すかんち結成から42年、ROLLYの現在地 大切にしている「言葉遣い」と仕事観
帽子屋・ハッター役「ついに来たか」
目の前でほほ笑む姿は確かに自然だ。そんなROLLYが挑むのが『ALICE THE MUSICAL』。演じるのは、イカれたふりをしている帽子屋・ハッターだ。その役どころに、周りは納得するだろうし、ROLLYも「ついに来たか」という心持ちだったという。 「お話をいただいた時から、おそらくこれは帽子屋だろうな、と思いました。ティム・バートン監督とジョニー・デップが組んで作った『シザーハンズ』、『チャーリーとチョコレート工場』とか、『アリス・イン・ワンダーランド』とか『いつかこんな作品をやってみたいな』と思っていましたし、友だちからも『やらないのか』と言われていました。自分の人生の中で一度はやらなければならぬ役柄だったので、予定通りでした」 ROLLYにとっては、「帽子屋・ハッター」も自身の地続きにあるのかもしれない。「ROLLYがハッターなのか、ハッターがROLLYなのか」と言って笑う姿こそが、「ハッターなのでは」と思わせている。とはいえ、ROLLYはミュージシャンの印象が強い。「芝居」という仕事に対してはどのように考えているのだろうか。 「僕はこうもり男みたいなのでね。
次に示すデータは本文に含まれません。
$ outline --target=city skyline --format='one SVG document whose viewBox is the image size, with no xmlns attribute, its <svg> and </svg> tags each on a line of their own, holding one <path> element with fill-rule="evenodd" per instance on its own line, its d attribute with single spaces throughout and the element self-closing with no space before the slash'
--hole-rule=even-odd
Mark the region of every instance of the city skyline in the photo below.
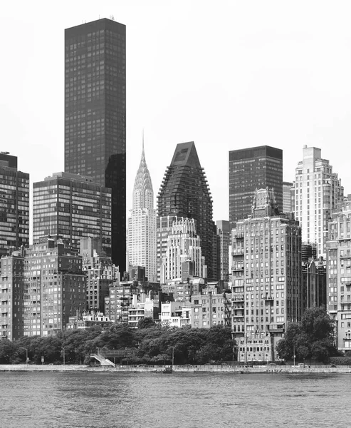
<svg viewBox="0 0 351 428">
<path fill-rule="evenodd" d="M 214 220 L 229 218 L 231 150 L 281 148 L 283 180 L 293 181 L 303 146 L 318 147 L 337 171 L 345 193 L 351 191 L 347 156 L 340 156 L 351 139 L 346 2 L 332 9 L 303 4 L 303 14 L 302 2 L 293 9 L 277 2 L 248 7 L 221 1 L 216 10 L 201 2 L 199 14 L 199 2 L 180 1 L 174 9 L 156 1 L 148 7 L 140 3 L 137 14 L 123 1 L 118 7 L 105 2 L 98 10 L 82 4 L 70 5 L 69 16 L 63 8 L 52 21 L 43 19 L 40 2 L 6 4 L 3 11 L 4 39 L 12 34 L 14 20 L 20 25 L 4 46 L 10 66 L 1 71 L 1 150 L 17 156 L 19 170 L 31 174 L 31 189 L 64 170 L 64 29 L 113 14 L 126 25 L 128 41 L 127 213 L 142 128 L 156 192 L 177 144 L 194 141 Z M 216 25 L 208 31 L 210 19 Z"/>
</svg>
芝居の現場に行ったら、『自分はミュージシャンだから、完全にお芝居の人にはなりきれない』というジレンマがあります。ただ、本当のミュージシャンのところに行くと、どうも居場所がよろしくない。なので、フラフラ、フラフラと浮草のように生きてまいりました」 では、ミュージシャンとして、ミュージカルへの取り組み方、ロックへの取り組み方では変わってくるのだろうか。すると、「どちらかと言うとわりとミュージカルの方が好きです。目指すのはミュージカルなんですよね」と返した。 「ソロアルバムの1曲目はいきなり10分ぐらいある曲なんですよ。すかんちの頃からミュージカルっぽい曲もやっていたんですけどね。本当にやりたいのは、ミュージカルのような音楽とロックが合体したもの。今回もいろんな音楽が出てきますが、全てが刺激になります。物語のクライマックスにはスリリングなシーンがあるんですけど、そこでは壮大な音楽が流れるんです。ゴジラのような、スターウォーズのような。『これ、いいな~』とうれしくて、喜んでやっています。あとは、ミュージカルの音楽にハードなロックギターが入ったものがやりたいですね」 こんなふうに言うのも、「種をまいている」ことになるのかもしれない。いつか実現させてくれそうな予感がある。 「そうすると、『他の役者さんにはない独特な感じになるんじゃないかな』と思ったりもします。そういう舞台でもギターを弾かせてもらうことはあるんですよ。何しろ、本当の役者さんではないので、できる限りのことはやりますが、『ギターが弾けたら羽が生えたように楽しくできるのにな』と思ったりもします」 『アリス』という誰もが知っているような作品でありながら、「ROLLYが出演するとまた少し違うものが見られるのでは」という期待が高まってしまう。 「僕は子どもの時、姉2人と『長靴をはいたネコ』という作品を見に行ったんですけど、その日の帰りは、作品の曲をずっと歌っていました。そんな風に思わず真似をしてしまうような、印象的なものになって、さらに夢の中に出演できたら最高ですね。夢で会えるようにがんばりたいです」 アリスの舞台でどのようにROLLYらしいハッターが見られるのか、上演を楽しみに待ちたい。 □ROLLY(ローリー) 1963年9月6日、大阪・高槻市出身。82年、ROLLYを中心としたロックバンド・すかんちを結成。90年、『恋のT.K.O』でメジャーデビューを果たす。96年に解散した後はソロでの音楽活動、プロデュースの他、バラエティー番組、CM、映画、舞台などに出演。ミュージカルでは『ロッキー・ホラー・ショー』『ピーターパン』『三文オペラ』などの出演歴ある。